BYOD organizations don't always need to enroll their devices in a mobile device management or unified endpoint management platform. In those cases, Microsoft Intune app protection can fill the need.
When organizations force BYOD endpoints to enroll in mobile device management (MDM), the users may find other ways to be productive or just refrain from using their personal device for work purposes. Intune app protection secures the enterprise apps and data, while ensuring devices still have the capabilities end users need.
Intune app protection without MDM enrollment
App protection in Intune can manage apps that support the Intune SDK without the need for MDM on the device. Instead, IT can secure personal devices with app protection mobile application management policies.
IT pros, for example, can prohibit end users from sharing or copying corporate data to personal apps. IT can also lock down the app with a PIN, fingerprint or corporate identity and control how complex the PIN needs to be. IT can see a complete list of options for Apple iOS and Google Android.
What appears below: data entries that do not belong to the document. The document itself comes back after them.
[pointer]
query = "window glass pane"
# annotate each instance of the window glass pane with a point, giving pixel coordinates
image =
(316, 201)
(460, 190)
App protection policies can control a number of Microsoft Apps that natively support the Intune SDK. Most of these apps are available for both iOS and Android, but a few are currently available for one OS.
IT pros can use app protection policies to protect the corporate data of the app using an Intune feature called multi-identity. This enables multiple accounts -- such as a corporate policy-managed account and a personal account -- to coexist within one app. In Microsoft Outlook for Android and iOS, for example, IT can configure private email accounts and corporate email accounts. Microsoft Intune will only manage the corporate email account.
A variety of third-party vendors are starting to adopt the Microsoft Intune SDK, as well. IT can integrate the Intune SDK into line-of-business (LOB) apps manually or through app wrapping. App wrapping the LOB app allows IT to manage an entire app without enrollment, but wrapping does not support multi-identity apps.
When using app protection without MDM enrollment, IT must use conditional access -- which is a feature of Azure Active Directory -- to make sure users are only using the Intune managed apps instead of, for example, the native mail app of Android or iOS. Rather than check if a device is compliant, IT can check if the client apps are approved to use conditional access.
IT can check against a list of approved Microsoft apps to make sure the app is trusted.
Intune recently added the ability for IT to require the app protection policy before users can access the app and its data, although this feature is still in preview and only available for the Microsoft OneDrive and Outlook apps. There could be multiple reasons that an app protection policy is not active, however, including a lack of Intune licenses, timeouts or lack of the app protection policy targeting.